A great example of collecting, normalizing and reporting out information drawn directly from the internal systems of advertising agencies can be found in a company called SQAD. Its NetCosts product collects data for media purchases from advertising agencies worldwide, generating what may be the only honest look at what broadcasters are charging for media buys, and even what they have charged into the future. You can immediately see how valuable this information can be.

Thomson West has a product called Peer Monitor that does the same thing in a slightly different way: rather than work with the recipients of invoices, it works with the senders of invoices, in this case law firms, to collect similar data to be used in similar ways.

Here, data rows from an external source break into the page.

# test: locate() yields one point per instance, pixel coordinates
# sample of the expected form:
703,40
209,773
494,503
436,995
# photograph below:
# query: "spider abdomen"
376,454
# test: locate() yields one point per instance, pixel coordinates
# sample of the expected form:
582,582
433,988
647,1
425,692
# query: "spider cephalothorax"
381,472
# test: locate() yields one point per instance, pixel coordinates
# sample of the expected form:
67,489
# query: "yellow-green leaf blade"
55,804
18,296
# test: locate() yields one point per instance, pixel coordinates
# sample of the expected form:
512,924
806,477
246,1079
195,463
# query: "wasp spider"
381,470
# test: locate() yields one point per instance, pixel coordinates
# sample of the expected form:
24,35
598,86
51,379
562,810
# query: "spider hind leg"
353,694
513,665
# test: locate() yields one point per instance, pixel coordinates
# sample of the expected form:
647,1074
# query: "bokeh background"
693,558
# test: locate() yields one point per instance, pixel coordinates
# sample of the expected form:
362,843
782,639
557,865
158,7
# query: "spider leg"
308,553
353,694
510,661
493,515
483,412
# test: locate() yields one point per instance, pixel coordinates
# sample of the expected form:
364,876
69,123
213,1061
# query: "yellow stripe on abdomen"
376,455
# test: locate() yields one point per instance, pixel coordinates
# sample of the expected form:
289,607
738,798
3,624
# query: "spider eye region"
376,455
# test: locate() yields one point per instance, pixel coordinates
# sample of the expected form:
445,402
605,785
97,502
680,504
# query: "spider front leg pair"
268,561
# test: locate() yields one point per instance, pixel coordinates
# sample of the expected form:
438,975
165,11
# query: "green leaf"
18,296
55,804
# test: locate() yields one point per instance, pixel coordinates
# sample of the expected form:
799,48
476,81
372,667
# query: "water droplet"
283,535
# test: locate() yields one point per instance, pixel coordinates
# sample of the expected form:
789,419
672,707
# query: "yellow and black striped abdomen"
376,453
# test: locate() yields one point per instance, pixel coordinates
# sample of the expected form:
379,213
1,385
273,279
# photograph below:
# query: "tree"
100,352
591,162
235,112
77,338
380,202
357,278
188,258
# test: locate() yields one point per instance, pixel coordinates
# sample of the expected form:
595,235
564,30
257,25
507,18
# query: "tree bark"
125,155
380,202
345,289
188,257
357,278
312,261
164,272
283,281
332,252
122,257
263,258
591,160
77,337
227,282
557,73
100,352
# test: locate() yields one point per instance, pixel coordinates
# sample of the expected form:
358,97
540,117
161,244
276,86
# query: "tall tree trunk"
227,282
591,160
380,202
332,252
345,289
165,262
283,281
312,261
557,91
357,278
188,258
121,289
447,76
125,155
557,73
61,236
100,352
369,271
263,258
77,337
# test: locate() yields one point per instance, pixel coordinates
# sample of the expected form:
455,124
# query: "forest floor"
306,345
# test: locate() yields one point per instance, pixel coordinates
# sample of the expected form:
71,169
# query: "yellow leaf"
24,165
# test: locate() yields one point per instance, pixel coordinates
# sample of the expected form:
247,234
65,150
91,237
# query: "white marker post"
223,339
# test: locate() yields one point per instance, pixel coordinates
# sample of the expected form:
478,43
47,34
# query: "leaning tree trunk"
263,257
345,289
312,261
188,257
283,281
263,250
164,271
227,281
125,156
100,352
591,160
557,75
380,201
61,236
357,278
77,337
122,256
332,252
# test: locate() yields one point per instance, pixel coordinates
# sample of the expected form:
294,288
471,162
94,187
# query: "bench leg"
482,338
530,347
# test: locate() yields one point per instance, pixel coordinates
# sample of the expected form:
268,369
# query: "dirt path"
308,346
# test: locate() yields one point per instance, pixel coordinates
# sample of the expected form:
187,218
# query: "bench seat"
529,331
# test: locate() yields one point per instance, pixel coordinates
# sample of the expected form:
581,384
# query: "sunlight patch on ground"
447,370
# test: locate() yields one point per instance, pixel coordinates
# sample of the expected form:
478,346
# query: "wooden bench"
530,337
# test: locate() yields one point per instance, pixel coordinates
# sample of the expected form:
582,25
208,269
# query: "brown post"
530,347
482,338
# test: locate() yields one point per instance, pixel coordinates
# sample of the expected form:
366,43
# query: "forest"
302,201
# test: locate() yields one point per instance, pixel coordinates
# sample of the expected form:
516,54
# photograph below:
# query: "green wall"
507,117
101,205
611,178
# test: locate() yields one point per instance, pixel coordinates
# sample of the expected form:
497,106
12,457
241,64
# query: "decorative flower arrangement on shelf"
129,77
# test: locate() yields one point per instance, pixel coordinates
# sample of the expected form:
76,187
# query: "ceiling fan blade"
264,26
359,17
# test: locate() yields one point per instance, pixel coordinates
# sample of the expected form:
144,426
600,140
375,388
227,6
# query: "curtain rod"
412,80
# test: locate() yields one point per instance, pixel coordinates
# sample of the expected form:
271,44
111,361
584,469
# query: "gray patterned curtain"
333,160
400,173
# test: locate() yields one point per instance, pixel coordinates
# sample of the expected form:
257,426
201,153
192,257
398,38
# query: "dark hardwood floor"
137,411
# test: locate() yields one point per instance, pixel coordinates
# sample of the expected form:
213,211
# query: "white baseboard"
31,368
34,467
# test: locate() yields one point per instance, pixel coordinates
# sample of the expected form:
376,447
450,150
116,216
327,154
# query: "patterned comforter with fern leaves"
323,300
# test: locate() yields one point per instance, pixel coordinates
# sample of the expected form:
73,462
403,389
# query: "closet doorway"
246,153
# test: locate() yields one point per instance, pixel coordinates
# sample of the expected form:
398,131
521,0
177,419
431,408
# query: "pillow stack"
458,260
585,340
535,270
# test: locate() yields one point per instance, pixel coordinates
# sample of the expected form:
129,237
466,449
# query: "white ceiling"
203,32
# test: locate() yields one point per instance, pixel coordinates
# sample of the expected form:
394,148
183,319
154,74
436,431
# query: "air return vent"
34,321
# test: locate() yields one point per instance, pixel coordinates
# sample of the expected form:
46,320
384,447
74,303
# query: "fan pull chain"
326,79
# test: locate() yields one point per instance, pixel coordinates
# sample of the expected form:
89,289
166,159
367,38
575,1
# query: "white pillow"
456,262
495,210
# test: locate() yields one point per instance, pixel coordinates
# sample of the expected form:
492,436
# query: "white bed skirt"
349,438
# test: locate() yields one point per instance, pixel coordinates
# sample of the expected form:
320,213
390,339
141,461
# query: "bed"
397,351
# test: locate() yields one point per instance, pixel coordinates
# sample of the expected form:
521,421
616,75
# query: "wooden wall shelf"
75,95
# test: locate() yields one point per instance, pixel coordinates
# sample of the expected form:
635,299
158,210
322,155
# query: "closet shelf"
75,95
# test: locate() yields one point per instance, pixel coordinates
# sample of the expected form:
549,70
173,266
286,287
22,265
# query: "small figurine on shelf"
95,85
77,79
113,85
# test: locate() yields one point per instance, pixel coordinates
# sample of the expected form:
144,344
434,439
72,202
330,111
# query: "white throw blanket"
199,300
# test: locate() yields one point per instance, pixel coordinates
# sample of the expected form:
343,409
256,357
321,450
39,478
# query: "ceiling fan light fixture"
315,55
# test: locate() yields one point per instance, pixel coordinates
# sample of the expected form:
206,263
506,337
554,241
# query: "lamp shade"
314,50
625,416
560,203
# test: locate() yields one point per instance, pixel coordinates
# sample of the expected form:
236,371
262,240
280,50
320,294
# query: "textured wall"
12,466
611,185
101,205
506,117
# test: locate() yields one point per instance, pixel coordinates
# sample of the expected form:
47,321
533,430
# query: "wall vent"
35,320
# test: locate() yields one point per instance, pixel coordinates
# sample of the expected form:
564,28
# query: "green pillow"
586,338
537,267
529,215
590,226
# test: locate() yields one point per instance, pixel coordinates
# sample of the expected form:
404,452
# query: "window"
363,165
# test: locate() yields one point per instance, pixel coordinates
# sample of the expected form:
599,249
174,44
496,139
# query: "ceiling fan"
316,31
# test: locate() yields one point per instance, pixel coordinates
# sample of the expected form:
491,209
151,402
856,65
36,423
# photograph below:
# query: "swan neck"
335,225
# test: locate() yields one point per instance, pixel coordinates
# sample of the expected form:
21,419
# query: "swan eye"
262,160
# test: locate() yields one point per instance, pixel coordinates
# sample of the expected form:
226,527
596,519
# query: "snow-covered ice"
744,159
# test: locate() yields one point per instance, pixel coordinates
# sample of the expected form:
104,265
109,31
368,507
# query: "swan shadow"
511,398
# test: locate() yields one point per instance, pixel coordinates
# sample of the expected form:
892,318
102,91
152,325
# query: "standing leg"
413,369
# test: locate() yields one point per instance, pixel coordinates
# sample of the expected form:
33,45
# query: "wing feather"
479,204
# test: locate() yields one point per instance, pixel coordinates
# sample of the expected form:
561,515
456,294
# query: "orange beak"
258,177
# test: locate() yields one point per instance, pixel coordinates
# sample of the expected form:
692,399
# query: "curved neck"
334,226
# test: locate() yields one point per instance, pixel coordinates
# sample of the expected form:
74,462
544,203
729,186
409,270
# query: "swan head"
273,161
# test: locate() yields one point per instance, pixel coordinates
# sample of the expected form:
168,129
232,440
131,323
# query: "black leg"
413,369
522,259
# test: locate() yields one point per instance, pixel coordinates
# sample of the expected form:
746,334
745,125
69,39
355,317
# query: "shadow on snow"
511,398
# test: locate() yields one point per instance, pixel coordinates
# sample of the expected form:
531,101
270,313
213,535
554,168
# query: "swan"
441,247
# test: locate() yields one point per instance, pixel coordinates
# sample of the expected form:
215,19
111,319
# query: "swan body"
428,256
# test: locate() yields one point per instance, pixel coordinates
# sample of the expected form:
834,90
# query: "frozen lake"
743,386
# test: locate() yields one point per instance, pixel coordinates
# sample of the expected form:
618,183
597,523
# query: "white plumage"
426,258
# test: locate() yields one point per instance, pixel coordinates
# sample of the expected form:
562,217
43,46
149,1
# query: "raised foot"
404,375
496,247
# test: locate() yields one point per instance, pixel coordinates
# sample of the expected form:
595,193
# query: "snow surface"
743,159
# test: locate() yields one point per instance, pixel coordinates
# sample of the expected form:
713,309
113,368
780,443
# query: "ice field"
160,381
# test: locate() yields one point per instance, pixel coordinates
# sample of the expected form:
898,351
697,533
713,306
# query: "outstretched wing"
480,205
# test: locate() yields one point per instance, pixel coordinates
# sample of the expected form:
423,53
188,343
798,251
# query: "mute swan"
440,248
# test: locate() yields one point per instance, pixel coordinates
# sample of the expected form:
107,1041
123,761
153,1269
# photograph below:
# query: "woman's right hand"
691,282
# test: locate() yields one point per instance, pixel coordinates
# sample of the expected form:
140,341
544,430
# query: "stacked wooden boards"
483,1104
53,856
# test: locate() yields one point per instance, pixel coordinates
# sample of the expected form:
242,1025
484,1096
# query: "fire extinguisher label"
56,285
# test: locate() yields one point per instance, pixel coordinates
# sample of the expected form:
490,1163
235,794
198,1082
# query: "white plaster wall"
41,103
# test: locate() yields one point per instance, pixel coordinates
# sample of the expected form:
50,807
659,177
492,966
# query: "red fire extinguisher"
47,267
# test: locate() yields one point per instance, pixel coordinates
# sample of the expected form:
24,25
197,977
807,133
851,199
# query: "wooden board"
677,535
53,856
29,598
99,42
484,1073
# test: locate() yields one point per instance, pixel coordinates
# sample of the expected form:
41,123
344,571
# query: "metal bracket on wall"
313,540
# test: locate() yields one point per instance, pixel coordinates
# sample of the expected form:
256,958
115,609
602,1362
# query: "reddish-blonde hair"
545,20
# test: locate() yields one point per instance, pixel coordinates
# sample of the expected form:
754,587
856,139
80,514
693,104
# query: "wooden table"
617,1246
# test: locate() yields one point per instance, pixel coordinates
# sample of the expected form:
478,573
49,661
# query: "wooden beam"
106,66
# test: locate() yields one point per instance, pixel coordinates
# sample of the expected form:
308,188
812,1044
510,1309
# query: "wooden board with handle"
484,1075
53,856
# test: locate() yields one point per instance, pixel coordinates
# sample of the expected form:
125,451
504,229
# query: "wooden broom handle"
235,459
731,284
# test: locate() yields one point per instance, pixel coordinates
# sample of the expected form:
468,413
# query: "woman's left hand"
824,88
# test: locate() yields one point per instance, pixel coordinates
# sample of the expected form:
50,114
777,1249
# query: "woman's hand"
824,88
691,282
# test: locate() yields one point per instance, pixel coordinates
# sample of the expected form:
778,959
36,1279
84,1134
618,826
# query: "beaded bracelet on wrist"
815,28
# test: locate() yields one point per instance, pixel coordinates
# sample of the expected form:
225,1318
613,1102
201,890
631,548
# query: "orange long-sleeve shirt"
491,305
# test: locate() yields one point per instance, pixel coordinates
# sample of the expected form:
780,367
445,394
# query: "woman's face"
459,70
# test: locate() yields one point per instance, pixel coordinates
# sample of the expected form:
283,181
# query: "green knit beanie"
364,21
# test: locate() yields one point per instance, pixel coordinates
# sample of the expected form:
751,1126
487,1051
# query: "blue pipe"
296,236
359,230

If it sounds like a lot of work, it is, or probably was. That’s because SQAD now receives most of its purchase data digitally, through interfaces with client systems. And while those interfaces were doubtless painful to build, at the same time SQAD has built an almost impregnable franchise, because as long as SQAD doesn’t get greedy, nobody can justify the time, cost and pain to try to compete with them. The same holds true for Peer Monitor.

There’s also what might be called the pre-order model. Here, your objective is to gather RFPs and proposals to get a true look at what companies are proposing to charge for their products. One advantage of picking up information at this stage is that there is often a lot more detail, allowing you to collect even more granular product price data. A great example of this model is MD Buyline, a company that collects price quotes and proposals on medical equipment to build a high-accuracy pricing database.

Lots of variant models, but the objective is the same: gather data on actual prices being charged in the marketplace, the more granular the better. Your job is to aggregate, normalize, and report back to the marketplace, while protecting the anonymity of those who participate.

It’s important to note that the need for pricing data isn’t equally compelling in every market. The dynamic seems to be a reasonably large pool of both buyers and sellers, and a solid tradition of haggling over price. It won’t work for everyone, but it’s certainly worth considering if it would work in your market.